Excel VBA Macro: Scraping data from site table that spans multiple pages

Excel VBA Macro: Scraping data from site table that spans multiple pages

Thanks in advance for the help. I’m running Windows 8.1, I have the latest IE / Chrome browsers, and the latest Excel. I’m trying to write an Excel Macro that pulls data from StackOverflow (https://stackoverflow.com/tags). Specifically, I’m trying to pull the date (that the macro is run), the tag names, the # of tags, and the brief description of what the tag is. I have it working for the first page of the table, but not for the rest (there are 1132 pages at the moment).
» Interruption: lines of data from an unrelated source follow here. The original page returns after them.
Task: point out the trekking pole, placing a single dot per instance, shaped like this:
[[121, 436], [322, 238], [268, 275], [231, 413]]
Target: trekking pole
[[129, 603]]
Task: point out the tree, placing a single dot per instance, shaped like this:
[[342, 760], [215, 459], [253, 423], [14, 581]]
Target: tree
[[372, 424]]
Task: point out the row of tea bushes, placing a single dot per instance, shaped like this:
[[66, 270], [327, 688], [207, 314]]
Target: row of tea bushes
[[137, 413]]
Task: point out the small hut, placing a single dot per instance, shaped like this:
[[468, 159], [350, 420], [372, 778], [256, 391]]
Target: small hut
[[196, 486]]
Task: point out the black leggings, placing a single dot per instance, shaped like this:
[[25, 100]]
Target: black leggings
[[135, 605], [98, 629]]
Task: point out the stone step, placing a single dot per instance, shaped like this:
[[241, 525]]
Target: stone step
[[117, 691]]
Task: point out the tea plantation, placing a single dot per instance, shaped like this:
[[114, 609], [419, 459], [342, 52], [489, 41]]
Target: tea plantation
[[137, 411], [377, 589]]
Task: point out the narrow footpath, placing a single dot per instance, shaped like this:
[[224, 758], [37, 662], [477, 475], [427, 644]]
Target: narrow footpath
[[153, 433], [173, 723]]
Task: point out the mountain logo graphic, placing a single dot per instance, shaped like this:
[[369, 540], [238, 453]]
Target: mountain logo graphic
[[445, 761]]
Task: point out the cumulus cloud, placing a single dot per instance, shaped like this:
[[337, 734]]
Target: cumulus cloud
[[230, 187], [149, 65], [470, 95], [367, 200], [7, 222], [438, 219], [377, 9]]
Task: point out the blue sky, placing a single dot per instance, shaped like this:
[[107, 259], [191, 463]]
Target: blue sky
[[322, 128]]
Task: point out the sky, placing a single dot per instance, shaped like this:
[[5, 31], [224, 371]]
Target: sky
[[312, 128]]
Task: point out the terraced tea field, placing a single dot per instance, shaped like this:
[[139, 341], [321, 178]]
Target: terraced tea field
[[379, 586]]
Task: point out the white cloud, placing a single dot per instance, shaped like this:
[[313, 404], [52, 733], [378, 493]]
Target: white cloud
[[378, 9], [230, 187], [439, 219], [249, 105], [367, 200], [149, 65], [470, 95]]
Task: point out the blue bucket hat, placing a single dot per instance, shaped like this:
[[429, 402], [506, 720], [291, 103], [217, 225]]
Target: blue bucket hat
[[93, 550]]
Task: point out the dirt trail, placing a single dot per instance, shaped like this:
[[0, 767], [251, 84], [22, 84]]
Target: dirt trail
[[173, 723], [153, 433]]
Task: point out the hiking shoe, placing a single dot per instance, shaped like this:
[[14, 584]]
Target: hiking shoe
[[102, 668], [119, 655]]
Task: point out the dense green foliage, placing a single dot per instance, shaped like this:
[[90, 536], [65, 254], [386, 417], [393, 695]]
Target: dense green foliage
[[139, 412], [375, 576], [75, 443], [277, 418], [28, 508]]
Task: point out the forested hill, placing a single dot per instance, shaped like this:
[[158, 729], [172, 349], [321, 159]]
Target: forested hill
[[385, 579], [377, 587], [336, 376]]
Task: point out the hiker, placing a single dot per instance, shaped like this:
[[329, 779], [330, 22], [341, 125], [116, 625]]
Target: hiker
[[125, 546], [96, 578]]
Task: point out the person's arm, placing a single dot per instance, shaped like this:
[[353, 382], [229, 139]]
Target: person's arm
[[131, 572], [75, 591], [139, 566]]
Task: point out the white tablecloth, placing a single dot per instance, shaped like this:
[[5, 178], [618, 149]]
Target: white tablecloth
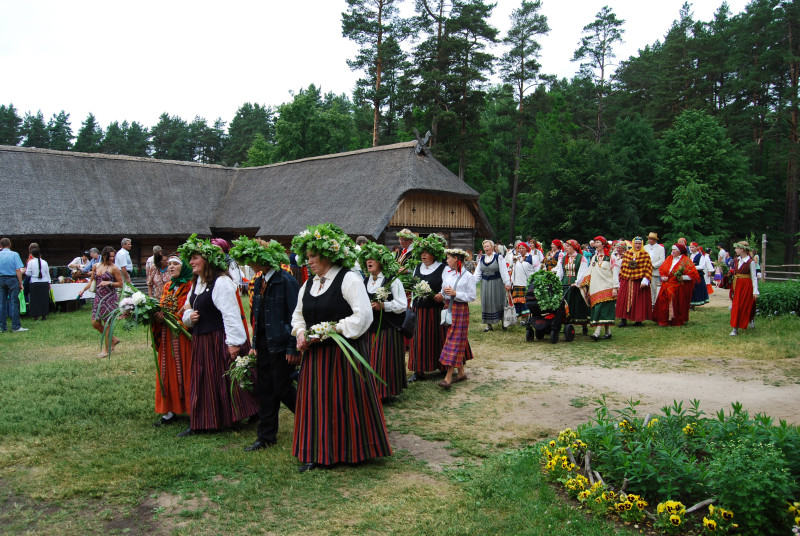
[[69, 291]]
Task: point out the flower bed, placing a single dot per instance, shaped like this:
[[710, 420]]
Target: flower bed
[[728, 473]]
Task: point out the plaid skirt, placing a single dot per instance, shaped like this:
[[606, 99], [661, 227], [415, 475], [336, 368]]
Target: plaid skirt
[[456, 348]]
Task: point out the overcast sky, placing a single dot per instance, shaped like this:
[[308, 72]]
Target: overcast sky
[[135, 60]]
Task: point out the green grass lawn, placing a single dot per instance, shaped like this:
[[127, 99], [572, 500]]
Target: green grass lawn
[[79, 454]]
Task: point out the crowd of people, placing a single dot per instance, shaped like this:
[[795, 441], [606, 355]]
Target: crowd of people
[[347, 312]]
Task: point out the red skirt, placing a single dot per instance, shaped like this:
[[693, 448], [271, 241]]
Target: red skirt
[[743, 309], [428, 341], [634, 301], [388, 358], [338, 417], [456, 347], [211, 406], [672, 305]]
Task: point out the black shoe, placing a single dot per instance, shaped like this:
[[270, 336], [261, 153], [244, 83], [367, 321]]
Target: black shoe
[[417, 376], [258, 445], [309, 467], [164, 420]]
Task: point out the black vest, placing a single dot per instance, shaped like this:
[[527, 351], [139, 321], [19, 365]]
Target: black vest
[[329, 306], [210, 317], [386, 319], [434, 279]]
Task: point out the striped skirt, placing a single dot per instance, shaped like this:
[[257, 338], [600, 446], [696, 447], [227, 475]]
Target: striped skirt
[[456, 348], [493, 300], [388, 358], [428, 341], [338, 417], [211, 406]]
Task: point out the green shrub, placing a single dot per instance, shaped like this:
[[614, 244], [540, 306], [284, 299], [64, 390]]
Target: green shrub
[[778, 298], [752, 479]]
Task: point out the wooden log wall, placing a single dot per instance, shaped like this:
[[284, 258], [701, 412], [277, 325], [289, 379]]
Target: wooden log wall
[[425, 210]]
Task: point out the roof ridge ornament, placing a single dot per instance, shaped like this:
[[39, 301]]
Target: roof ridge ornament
[[421, 143]]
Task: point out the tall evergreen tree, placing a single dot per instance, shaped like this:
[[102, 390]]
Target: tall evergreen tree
[[90, 136], [60, 132], [249, 120], [519, 67], [10, 125], [375, 26], [597, 48], [35, 131]]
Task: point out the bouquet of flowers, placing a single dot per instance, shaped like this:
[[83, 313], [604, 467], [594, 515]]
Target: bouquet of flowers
[[382, 294], [327, 330], [135, 308], [421, 290]]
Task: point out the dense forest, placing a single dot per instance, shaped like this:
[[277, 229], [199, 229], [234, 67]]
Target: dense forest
[[696, 135]]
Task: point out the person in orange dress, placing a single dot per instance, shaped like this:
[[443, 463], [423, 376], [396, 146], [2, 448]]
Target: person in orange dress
[[173, 383], [744, 289], [678, 277]]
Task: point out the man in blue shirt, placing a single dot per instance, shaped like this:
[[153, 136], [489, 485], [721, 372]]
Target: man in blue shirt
[[11, 270]]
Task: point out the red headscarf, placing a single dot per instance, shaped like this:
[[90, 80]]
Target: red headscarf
[[575, 246], [604, 242]]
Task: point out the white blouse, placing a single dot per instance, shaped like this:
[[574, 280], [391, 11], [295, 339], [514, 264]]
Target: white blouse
[[583, 267], [753, 273], [224, 298], [355, 295], [521, 270], [500, 261], [398, 303], [33, 271], [465, 289]]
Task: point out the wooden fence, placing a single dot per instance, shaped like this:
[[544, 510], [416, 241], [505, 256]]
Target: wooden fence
[[776, 272]]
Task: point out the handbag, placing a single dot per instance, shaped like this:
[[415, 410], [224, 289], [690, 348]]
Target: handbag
[[509, 313], [409, 326], [447, 314]]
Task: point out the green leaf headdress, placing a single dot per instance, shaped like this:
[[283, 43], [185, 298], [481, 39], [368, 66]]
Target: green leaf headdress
[[211, 253], [433, 244], [382, 254], [326, 240], [256, 251]]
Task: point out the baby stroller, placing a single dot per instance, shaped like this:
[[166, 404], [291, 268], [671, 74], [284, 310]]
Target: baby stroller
[[549, 321]]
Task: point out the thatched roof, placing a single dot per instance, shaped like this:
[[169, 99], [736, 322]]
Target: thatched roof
[[66, 193]]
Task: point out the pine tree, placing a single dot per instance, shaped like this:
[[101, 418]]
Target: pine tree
[[10, 125], [60, 132], [35, 131], [90, 136]]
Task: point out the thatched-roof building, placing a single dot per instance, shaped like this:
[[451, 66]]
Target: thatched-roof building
[[68, 202]]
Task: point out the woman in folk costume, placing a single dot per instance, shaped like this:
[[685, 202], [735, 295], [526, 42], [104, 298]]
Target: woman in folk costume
[[491, 270], [634, 300], [388, 301], [338, 416], [426, 346], [602, 280], [524, 265], [572, 267], [700, 291], [214, 310], [678, 276], [744, 289], [173, 390], [458, 289], [550, 261]]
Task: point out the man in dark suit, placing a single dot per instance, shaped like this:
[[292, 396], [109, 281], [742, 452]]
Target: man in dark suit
[[275, 294]]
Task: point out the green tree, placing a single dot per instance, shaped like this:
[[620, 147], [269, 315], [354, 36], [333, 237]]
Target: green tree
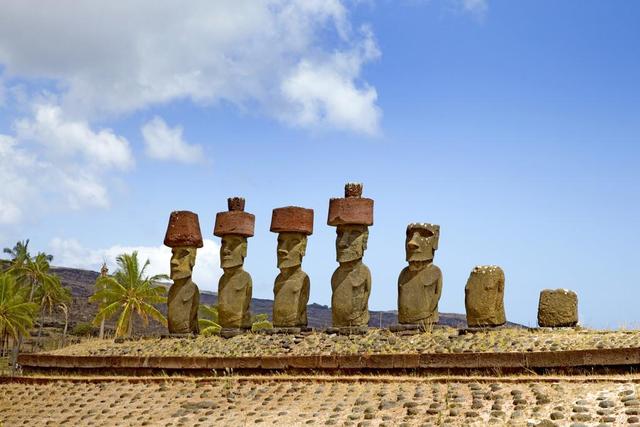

Right now, it overwrites the data everytime I run the macro, and I’m not sure how to make it look for the next empty cell before running.. Lastly, I’m trying to make it run automatically once per week.

I’d much appreciate any help here. Problems are:

Code (so far) is below. Thanks!

Enum READYSTATE
READYSTATE_UNINITIALIZED = 0
READYSTATE_LOADING = 1
READYSTATE_LOADED = 2
READYSTATE_INTERACTIVE = 3
READYSTATE_COMPLETE = 4
End Enum

Sub ImportStackOverflowData()
'to refer to the running copy of Internet Explorer
Dim ie As InternetExplorer
'to refer to the HTML document returned
Dim html As HTMLDocument
'open Internet Explorer in memory, and go to website
Set ie = New InternetExplorer
ie.Visible = False
ie.navigate "http://stackoverflow.com/tags"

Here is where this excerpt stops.